TT at Retire at 30 talks to us about how to invest our money.

Wayne Hurlbert says that it's a tough world out there, and only the dynamic will survive.

-=That's Almost All Folks=-

If you missed this Carnival, Adam Graham from Adam's Blog reminds us about the Carnival of Christmas that comes but once per year.

Well, that's all folks. I pinged as many trackbacks as the system would allow. (You guys with haloscan/typepad may be outta luck) If any of the entries went to Internet Valhalla, please email me ASAP. I'm flying out of town today but may be able to take a look at it tonight.

Starting next year, the Carnival of the Vanities will be under new management. I'm not sure if there was a hostile takeover or if the sale was amicable, but as a result this may be the last Christmas Carnival that I'm allowed to host. For me it started back in 2002 on Christmas Day with Carnival #14. It's been a good run, and special thanks to Big Wig for kicking this whole thing off.

The 171st and final edition of Big Wig's Carnival of the Vanities will be hosted by Chicken Soup for the Damned.

Comments (8)      top   link me



A most merry christmas to you and your family. I'll see you in the new year!

Posted by: countertop at December 20, 2005 11:40 PM

Thank you and Merry Christmas!

Posted by: Peace Moonbeam at December 21, 2005 12:28 AM

Thanks, nice mix. Looks like it was a workload.

Posted by: mikes at December 21, 2005 2:33 AM

Nice job on this. I like how the descriptions are short and sweet.
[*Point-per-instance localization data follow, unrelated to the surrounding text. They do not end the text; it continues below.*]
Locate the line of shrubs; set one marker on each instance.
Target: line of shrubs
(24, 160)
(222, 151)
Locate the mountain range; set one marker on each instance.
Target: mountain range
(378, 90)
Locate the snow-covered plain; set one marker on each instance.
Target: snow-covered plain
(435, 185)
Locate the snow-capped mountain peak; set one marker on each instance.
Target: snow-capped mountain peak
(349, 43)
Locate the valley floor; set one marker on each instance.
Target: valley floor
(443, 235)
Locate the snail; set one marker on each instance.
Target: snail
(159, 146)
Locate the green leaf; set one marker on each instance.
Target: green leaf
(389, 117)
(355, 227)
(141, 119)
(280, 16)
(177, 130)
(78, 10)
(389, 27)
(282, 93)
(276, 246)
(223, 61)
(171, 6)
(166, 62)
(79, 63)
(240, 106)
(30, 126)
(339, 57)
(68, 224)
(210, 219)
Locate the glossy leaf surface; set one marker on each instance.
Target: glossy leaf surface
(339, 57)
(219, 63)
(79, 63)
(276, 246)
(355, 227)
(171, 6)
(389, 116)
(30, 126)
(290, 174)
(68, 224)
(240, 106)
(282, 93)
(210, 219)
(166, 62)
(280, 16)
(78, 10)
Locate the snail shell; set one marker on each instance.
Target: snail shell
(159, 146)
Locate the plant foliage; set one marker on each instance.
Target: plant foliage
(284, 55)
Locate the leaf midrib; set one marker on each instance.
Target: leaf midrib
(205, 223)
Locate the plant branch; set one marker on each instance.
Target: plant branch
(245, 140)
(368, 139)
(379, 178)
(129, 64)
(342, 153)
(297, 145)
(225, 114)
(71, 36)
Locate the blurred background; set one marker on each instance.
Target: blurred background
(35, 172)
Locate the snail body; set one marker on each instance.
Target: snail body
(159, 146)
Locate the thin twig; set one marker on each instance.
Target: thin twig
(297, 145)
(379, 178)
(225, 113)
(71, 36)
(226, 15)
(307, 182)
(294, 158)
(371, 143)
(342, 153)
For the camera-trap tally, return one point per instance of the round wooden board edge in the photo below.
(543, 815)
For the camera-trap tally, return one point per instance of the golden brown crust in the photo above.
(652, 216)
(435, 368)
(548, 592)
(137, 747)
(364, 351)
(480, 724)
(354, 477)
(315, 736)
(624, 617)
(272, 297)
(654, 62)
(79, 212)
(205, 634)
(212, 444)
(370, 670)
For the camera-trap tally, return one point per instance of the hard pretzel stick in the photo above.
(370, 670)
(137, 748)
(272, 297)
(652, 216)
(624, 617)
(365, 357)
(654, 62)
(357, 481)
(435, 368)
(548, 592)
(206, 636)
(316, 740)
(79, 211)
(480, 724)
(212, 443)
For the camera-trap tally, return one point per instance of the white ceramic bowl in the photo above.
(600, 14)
Technical stuff: I really like the little icons you used, as well as the text colors and division lines. These elements make a carnival much easier to read.

Have a great holiday!

Posted by: Sour Duck at December 21, 2005 9:36 AM

Outstanding carnival.

Merry Christmas!

Posted by: Buckley F. Williams at December 21, 2005 11:04 AM


Posted by: sandpiper at December 21, 2005 3:01 PM

I'm trying not to line up too many hosts for CotV ahead (look at Carnival of the Capitalists, over a year out), but I'll certainly try to keep you in mind for the same edition next year. Just remind me well ahead of time.

Posted by: Zeuswood at December 21, 2005 3:06 PM

Nicely done; the icons are pretty cool.